In the crystal brilliance of the morning after the storm Roger surveyed it ruefully. “Father says,” he recalled, “that everything depends on the foundations. We’ll do it over again and make the mount more solid.”
“And when it is done,” said Eleanor, never losing faith, “I’ll beg some linen of mother and make tapestry for the walls of the little room and the great hall.”
But the stones would not stay in place. Roger tried plastering them with mud, then with clay. Neither would hold when dry. Then he saw a workman repairing part of the garden wall, and in an evil moment borrowed some of the mortar while the man was gone to his dinner. He had just set it down near the mount when Collet came to call the children to their own dinner. The bucket remained there, and Lady Ebba’s old gray cat, chasing a hound she had discovered near the hole where her kittens were secreted, bounced off a wall and fell into the mortar—fortunately hind feet foremost. The indignant Jehan came searching for his bucket and kicked the pile of stones in all directions, Lady Ebba made stern inquiry into the misfortune which had come to her cat, and wall-building was abandoned.
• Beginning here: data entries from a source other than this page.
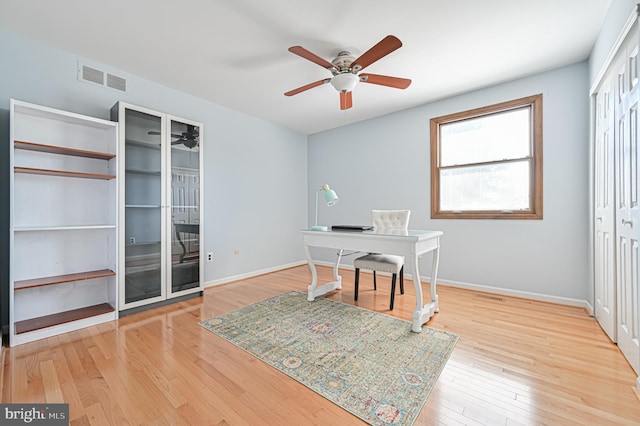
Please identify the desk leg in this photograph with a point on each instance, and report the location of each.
(422, 313)
(314, 290)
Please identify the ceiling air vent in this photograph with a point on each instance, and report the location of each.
(96, 76)
(92, 75)
(116, 82)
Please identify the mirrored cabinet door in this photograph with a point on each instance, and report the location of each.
(142, 207)
(185, 159)
(160, 238)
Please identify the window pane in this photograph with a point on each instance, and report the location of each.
(492, 137)
(492, 187)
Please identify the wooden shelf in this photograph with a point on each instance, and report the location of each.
(51, 149)
(60, 279)
(63, 173)
(33, 324)
(61, 228)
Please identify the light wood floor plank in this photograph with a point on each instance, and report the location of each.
(518, 362)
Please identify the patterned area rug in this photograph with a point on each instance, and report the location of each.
(370, 364)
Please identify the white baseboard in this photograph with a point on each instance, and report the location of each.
(458, 284)
(251, 274)
(495, 290)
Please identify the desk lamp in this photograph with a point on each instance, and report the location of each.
(330, 198)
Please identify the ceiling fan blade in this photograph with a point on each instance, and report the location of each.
(307, 87)
(380, 50)
(385, 80)
(304, 53)
(345, 100)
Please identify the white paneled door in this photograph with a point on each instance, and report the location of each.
(604, 226)
(627, 194)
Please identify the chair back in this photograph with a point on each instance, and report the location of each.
(390, 219)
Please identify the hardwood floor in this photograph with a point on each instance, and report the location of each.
(518, 362)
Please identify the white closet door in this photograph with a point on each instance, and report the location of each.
(627, 207)
(604, 227)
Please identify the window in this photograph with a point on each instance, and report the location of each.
(487, 163)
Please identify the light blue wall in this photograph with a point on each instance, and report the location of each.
(255, 172)
(390, 156)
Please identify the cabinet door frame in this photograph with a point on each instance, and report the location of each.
(168, 214)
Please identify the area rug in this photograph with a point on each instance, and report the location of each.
(368, 363)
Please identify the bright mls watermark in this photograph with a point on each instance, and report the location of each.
(34, 414)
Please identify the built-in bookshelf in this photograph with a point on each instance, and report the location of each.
(64, 197)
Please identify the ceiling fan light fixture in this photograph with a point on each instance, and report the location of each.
(344, 82)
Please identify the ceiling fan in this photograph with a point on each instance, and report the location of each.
(189, 138)
(345, 69)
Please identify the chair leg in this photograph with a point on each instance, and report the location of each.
(393, 291)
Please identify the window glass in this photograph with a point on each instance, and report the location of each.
(487, 163)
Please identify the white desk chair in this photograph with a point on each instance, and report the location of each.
(396, 220)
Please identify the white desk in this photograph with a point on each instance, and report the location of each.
(410, 244)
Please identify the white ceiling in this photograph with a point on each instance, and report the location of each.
(234, 52)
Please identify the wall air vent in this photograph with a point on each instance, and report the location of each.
(93, 75)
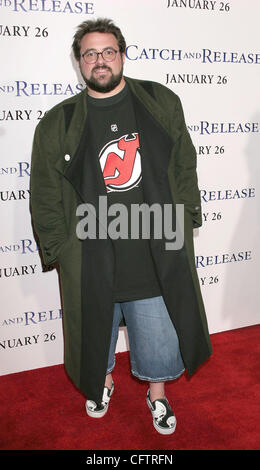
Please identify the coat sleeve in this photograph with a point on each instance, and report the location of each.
(46, 199)
(186, 168)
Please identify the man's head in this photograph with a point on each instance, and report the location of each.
(101, 72)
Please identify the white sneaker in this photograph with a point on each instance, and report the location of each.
(164, 420)
(98, 410)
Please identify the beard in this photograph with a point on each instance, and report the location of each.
(95, 85)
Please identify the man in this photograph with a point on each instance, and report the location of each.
(123, 142)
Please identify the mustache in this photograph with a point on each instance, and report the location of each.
(101, 67)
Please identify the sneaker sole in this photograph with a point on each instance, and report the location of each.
(96, 414)
(159, 429)
(165, 430)
(101, 413)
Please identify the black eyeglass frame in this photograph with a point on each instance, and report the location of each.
(99, 53)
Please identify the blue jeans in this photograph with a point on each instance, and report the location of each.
(154, 346)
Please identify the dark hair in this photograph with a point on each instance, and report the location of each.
(101, 25)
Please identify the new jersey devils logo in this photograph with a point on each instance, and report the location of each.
(120, 161)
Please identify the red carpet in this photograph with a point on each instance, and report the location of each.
(218, 408)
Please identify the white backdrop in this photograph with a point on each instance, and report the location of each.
(205, 51)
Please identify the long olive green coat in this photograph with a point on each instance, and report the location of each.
(64, 173)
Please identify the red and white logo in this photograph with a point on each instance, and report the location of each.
(120, 162)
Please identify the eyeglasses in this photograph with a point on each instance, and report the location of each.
(90, 57)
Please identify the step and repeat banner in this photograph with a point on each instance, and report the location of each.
(205, 51)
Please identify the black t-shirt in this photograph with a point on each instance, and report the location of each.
(115, 136)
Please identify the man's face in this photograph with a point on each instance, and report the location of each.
(102, 76)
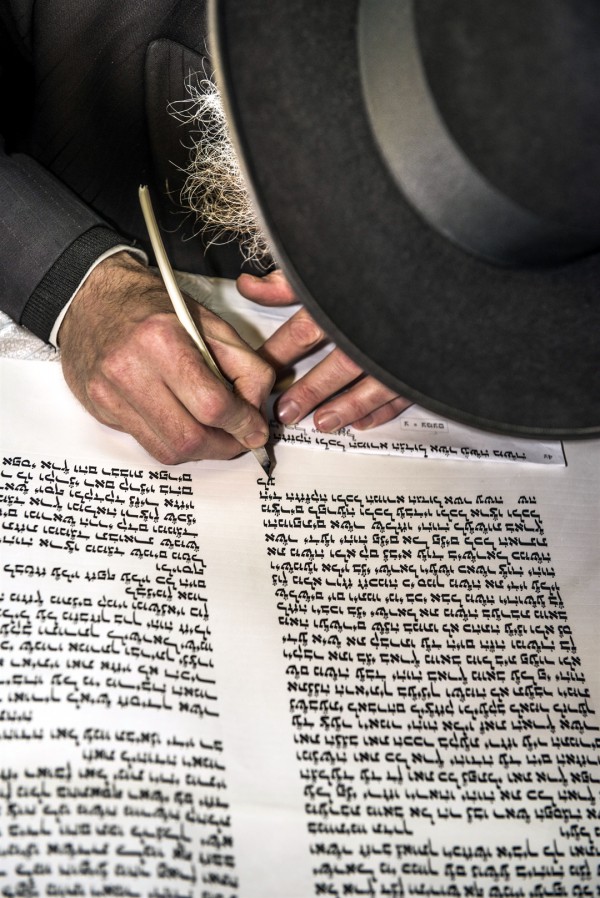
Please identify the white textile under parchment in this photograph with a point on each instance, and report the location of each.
(417, 433)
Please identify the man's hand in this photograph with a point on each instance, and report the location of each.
(132, 365)
(336, 387)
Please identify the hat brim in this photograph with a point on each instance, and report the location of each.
(509, 350)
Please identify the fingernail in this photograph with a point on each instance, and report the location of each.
(256, 439)
(288, 411)
(328, 422)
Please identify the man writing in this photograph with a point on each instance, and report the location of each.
(92, 91)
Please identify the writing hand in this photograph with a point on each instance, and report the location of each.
(131, 364)
(364, 402)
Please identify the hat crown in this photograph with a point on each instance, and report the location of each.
(517, 86)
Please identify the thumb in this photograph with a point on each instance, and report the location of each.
(272, 289)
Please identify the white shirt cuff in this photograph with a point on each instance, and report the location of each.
(53, 339)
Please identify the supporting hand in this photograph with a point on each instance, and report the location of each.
(336, 387)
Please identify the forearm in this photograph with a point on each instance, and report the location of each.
(48, 242)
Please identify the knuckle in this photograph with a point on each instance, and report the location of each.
(98, 392)
(304, 330)
(216, 408)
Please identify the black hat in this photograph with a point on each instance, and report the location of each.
(428, 173)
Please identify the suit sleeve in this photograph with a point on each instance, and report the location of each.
(48, 240)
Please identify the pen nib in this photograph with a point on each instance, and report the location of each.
(262, 457)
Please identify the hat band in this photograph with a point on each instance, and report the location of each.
(431, 170)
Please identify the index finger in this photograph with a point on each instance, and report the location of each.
(298, 336)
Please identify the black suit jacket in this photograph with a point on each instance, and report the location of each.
(90, 84)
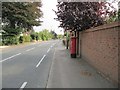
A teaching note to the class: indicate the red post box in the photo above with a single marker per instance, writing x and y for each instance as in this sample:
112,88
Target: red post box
73,47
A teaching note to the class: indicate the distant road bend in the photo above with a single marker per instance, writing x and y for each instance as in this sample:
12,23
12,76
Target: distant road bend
27,66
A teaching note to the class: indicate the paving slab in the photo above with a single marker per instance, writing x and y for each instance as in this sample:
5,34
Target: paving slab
67,72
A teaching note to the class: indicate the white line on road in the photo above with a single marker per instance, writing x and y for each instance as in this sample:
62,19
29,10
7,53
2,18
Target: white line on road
40,61
48,50
23,85
10,57
30,49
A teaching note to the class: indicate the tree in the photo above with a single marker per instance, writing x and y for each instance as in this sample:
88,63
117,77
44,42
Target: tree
21,15
82,15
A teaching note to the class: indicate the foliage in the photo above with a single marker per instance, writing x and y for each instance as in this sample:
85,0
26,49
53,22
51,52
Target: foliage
33,35
10,40
82,15
26,38
21,14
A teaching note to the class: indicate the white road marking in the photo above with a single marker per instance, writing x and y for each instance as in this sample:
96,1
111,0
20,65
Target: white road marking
23,85
48,50
40,61
53,45
30,49
39,45
10,57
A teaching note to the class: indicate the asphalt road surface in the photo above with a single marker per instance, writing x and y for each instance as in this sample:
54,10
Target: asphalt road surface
27,66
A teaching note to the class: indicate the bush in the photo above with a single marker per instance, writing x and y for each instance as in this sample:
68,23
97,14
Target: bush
21,40
10,40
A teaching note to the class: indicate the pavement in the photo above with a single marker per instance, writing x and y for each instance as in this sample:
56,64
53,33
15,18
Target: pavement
67,72
47,65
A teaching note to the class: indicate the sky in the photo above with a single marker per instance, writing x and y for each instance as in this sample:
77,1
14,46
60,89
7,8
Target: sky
48,17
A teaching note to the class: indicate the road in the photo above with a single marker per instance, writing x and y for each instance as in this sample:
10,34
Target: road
27,66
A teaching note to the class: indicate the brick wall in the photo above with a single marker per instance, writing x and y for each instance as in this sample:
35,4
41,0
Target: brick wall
99,46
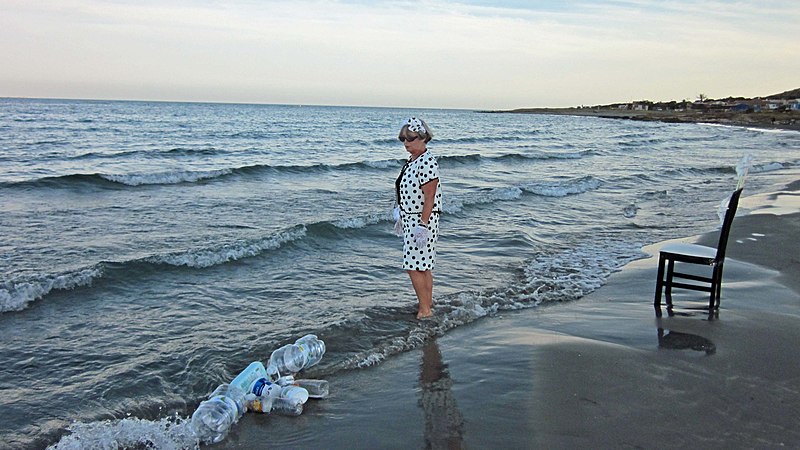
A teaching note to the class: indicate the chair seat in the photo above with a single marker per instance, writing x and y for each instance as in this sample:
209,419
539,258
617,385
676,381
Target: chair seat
699,251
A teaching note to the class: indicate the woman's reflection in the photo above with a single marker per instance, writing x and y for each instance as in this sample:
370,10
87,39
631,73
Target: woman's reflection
675,340
444,424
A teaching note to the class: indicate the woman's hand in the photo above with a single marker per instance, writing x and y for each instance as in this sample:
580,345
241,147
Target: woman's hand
421,235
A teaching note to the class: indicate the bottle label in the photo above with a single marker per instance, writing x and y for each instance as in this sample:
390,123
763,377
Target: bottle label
260,386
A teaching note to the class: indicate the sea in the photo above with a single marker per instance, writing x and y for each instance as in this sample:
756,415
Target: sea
150,251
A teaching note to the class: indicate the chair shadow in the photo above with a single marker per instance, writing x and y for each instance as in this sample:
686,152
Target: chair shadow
675,340
444,423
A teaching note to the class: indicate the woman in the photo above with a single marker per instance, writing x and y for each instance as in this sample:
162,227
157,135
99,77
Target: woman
419,204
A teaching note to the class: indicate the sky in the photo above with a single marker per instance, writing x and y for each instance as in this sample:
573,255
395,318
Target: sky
422,54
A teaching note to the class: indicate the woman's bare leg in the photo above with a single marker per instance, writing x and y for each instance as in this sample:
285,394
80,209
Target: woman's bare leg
423,286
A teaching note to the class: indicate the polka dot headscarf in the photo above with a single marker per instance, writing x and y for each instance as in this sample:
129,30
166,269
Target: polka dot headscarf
415,125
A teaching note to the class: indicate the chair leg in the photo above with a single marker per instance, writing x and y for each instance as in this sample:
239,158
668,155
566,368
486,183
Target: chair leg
716,287
659,283
668,282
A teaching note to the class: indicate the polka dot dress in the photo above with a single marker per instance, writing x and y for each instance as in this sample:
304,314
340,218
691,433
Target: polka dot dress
414,175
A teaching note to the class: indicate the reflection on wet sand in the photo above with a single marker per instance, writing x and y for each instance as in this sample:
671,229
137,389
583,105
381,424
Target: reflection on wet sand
675,340
444,424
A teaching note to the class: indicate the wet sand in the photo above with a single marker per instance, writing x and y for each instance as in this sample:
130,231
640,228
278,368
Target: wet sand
601,372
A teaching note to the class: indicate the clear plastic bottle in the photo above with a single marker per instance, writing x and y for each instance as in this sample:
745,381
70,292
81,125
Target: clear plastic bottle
265,388
272,372
315,388
262,404
294,393
288,359
245,379
287,407
313,347
285,381
214,417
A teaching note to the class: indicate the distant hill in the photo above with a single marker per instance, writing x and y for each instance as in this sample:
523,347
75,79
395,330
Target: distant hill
788,95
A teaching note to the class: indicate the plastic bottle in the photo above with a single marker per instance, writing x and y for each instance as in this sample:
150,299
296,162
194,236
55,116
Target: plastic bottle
315,388
214,417
287,407
294,393
285,381
265,388
313,347
262,404
288,359
272,372
253,372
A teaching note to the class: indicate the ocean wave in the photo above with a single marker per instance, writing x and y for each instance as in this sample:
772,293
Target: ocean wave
169,433
558,277
173,177
203,258
564,188
15,296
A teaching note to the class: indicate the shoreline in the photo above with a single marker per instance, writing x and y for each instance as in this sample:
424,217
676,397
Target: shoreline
600,372
789,120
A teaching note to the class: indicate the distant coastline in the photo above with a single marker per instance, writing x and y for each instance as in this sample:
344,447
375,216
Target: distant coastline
779,111
787,120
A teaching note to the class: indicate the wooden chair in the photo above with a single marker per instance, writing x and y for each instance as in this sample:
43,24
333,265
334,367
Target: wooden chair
696,254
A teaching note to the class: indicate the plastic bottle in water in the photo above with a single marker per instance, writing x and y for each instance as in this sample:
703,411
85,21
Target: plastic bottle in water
265,388
288,359
315,388
253,372
214,417
294,393
285,381
272,372
313,347
287,407
262,404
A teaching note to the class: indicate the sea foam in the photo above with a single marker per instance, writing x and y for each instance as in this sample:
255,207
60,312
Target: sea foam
15,296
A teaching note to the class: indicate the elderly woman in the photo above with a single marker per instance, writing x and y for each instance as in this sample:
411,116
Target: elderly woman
419,203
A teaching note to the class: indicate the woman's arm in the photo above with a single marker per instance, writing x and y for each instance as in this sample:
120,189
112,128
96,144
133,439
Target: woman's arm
429,193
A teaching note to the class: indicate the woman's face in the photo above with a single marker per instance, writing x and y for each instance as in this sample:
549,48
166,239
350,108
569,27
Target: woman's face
413,143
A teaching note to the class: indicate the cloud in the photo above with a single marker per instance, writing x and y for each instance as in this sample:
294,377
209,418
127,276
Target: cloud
424,53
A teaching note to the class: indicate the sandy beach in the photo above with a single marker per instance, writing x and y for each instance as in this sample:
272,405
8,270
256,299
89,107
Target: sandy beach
601,372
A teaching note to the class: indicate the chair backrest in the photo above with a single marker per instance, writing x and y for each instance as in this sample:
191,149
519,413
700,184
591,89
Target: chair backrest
733,203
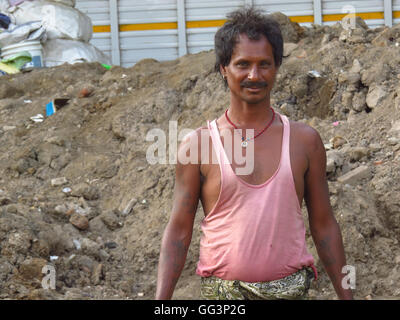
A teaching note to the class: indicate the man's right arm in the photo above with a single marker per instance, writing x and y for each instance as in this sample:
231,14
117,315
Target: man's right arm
178,233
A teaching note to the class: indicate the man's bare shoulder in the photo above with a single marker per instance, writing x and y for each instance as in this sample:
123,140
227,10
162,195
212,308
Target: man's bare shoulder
192,144
306,135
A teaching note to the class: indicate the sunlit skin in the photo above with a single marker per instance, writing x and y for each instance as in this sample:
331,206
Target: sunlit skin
250,75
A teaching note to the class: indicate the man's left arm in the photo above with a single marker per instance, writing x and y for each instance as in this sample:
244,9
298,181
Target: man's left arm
323,225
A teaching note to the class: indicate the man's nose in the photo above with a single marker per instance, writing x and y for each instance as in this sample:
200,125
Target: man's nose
253,73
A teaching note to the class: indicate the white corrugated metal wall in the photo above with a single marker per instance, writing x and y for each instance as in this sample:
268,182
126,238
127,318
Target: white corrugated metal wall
99,12
131,30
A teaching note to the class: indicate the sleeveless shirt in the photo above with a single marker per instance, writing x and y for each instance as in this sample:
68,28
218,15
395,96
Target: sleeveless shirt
254,233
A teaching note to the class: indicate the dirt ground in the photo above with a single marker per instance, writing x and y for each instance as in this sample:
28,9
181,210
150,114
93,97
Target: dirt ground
77,193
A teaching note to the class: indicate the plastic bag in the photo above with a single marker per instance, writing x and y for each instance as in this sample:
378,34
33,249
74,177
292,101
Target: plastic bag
59,51
60,21
27,31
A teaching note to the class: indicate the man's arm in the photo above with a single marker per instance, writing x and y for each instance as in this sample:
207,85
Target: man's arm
323,225
178,233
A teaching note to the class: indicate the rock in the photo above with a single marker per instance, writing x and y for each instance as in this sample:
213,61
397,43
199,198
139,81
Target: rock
97,225
97,274
375,147
32,268
334,159
357,153
90,247
85,92
79,221
288,48
86,191
290,30
359,101
287,109
9,128
4,199
354,176
111,220
85,263
392,141
111,245
347,100
354,22
375,96
59,181
349,77
128,208
356,67
395,127
337,142
330,165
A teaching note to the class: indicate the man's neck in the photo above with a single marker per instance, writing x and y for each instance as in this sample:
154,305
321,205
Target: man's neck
246,115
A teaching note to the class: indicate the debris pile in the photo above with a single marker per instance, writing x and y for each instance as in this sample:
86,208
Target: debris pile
47,32
77,192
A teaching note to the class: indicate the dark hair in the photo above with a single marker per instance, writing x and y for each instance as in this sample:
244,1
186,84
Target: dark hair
252,22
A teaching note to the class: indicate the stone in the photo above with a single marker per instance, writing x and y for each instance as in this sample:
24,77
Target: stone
288,48
97,274
347,99
79,221
349,77
86,191
357,153
395,127
59,181
330,165
287,109
375,96
90,247
32,268
97,225
9,128
354,176
337,142
359,101
392,141
111,220
129,206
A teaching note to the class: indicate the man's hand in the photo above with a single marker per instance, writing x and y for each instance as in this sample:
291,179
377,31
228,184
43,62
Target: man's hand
323,225
178,233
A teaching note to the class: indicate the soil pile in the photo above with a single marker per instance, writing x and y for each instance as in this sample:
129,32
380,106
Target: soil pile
77,192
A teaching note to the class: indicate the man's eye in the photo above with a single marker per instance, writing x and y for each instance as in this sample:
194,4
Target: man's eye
265,64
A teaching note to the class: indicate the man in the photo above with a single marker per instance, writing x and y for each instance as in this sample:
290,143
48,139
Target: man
253,243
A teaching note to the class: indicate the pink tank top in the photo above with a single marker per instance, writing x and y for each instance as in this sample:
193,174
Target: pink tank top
254,233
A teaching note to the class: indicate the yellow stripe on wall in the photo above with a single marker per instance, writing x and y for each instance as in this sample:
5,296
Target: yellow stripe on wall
205,24
301,19
148,26
364,16
219,23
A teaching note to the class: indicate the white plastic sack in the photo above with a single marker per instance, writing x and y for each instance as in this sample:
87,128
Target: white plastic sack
4,5
60,21
70,3
27,31
59,51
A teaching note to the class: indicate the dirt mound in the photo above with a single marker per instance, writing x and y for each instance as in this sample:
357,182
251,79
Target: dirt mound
77,192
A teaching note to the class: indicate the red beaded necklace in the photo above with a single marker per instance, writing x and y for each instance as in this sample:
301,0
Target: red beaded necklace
244,140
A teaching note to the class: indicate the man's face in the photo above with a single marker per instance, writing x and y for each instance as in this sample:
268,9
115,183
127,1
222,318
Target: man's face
251,71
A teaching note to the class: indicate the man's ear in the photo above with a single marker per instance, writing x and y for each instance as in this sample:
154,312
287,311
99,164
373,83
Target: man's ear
222,69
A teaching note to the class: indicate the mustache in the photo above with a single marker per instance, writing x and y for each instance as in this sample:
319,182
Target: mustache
253,84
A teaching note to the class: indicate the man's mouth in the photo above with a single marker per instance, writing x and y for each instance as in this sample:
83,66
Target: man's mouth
253,85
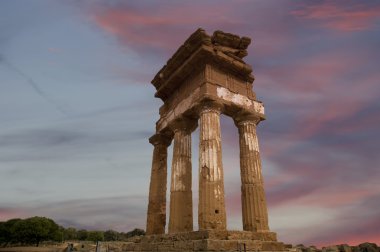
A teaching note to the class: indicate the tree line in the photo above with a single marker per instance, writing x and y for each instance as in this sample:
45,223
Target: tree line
36,229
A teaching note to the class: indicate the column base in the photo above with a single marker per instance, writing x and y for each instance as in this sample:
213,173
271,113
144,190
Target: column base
208,240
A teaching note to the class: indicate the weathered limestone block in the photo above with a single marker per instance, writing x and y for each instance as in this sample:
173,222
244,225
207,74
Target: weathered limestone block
254,208
211,207
156,219
181,203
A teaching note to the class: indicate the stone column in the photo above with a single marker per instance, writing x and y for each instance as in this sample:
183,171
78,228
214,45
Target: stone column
254,207
181,202
211,207
156,219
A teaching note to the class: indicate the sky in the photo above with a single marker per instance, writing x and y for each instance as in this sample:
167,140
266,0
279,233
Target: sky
77,109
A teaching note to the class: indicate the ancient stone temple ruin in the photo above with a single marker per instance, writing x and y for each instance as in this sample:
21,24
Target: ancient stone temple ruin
205,78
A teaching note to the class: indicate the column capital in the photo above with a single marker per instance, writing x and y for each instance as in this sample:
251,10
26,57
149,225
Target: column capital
243,118
210,106
160,138
184,123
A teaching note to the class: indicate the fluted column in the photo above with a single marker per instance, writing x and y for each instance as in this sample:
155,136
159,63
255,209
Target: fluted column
211,207
156,219
181,202
254,207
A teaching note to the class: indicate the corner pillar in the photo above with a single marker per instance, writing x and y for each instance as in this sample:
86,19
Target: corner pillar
211,207
156,219
254,207
181,202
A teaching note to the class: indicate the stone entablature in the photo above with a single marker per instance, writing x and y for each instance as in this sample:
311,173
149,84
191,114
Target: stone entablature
205,78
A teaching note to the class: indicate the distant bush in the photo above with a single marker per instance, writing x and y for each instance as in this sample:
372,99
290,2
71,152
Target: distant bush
36,229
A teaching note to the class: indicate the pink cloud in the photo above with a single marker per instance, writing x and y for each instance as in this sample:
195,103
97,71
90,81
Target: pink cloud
10,213
341,17
165,29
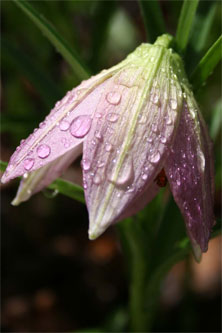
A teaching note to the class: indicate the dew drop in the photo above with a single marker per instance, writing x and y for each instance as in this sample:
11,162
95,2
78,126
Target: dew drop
80,126
28,164
150,140
112,117
173,104
100,164
125,176
113,97
108,146
192,113
64,125
201,161
163,139
42,124
86,164
98,135
43,151
144,176
155,158
154,128
155,98
97,180
169,121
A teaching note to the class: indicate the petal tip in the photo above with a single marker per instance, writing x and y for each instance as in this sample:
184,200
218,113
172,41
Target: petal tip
15,202
95,231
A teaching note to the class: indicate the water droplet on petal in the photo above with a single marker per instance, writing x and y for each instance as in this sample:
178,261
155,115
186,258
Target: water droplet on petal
144,176
192,113
125,175
43,151
154,128
155,98
163,139
28,164
41,125
97,180
113,97
108,146
150,140
112,117
201,161
169,121
98,135
100,164
64,125
155,158
86,164
173,104
80,126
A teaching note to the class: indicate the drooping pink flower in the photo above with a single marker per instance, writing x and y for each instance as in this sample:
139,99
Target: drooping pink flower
130,122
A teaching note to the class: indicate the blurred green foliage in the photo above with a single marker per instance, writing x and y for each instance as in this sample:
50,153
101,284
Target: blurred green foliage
35,76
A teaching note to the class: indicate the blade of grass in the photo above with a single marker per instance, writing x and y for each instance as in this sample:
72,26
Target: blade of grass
153,19
202,26
68,53
103,14
207,64
46,87
216,122
187,15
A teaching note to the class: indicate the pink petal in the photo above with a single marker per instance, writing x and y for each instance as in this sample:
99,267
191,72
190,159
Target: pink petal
190,173
62,130
37,180
128,144
141,201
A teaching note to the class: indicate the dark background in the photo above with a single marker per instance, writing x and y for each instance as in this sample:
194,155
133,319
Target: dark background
53,278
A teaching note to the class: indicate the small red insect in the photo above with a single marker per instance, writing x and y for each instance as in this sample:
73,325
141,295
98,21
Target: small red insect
161,179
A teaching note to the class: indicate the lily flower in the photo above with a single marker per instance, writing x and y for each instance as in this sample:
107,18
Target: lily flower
135,124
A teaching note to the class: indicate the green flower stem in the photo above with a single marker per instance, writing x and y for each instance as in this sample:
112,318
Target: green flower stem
207,64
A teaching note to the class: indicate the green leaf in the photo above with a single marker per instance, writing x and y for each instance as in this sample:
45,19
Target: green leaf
153,19
69,189
207,64
46,87
55,38
3,165
185,23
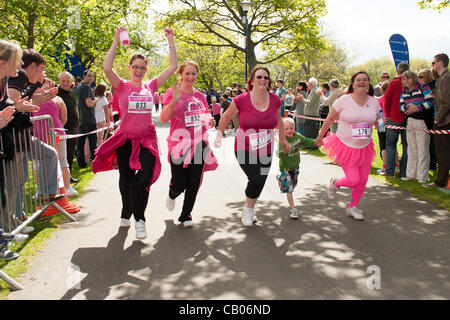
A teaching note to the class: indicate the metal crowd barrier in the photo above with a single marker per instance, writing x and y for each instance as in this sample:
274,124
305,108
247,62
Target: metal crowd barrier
24,182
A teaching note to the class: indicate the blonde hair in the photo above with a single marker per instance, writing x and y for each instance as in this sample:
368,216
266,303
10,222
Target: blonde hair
288,120
10,51
411,75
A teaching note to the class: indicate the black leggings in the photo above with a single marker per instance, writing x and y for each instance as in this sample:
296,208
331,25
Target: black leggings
134,187
256,169
185,180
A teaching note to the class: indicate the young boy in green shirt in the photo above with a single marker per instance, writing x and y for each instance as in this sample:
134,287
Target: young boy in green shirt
289,163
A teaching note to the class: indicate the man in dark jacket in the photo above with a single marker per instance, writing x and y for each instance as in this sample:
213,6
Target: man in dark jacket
442,120
69,97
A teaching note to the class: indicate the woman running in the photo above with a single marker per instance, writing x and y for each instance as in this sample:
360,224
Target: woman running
189,154
133,148
352,146
259,112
For a week or more, Roger gardened, fished and practiced archery in a somewhat subdued fashion. Lady Philippa, watching Eleanor’s brown head and the boy’s tousled tow-colored mop, as they consulted over a boat Roger was making, smiled and sighed. She wished that Alazais were there to see them play together.
Not long after the disastrous building incident Sir Walter appeared one day with surprising news indeed. Sir Stephen Giffard, the elder brother, was about to marry and come to live in the old Norman chateau. The new chatelaine was a rich widow of Louvain. Sir Stephen and Lady Adelicia would be the lord and lady of the castle, and would have the tapestry chamber.
“Oh, moth-er!” cried Eleanor piteously. No other room in the castle would ever be so pleasant. She could not understand her mother’s untroubled acceptance of the change.
“But my dear child,” Lady Philippa went on, “we shall not be here; we are going away. King Henry has given your father a great estate in a wild country in the west of England, and he is building a castle for our home. You will be an English maiden, sweetheart, and have your tapestry of Saint George for your very own room.”
Eleanor’s eyes were starlike. Then her mouth began to droop a little. “Is Roger to stay here?”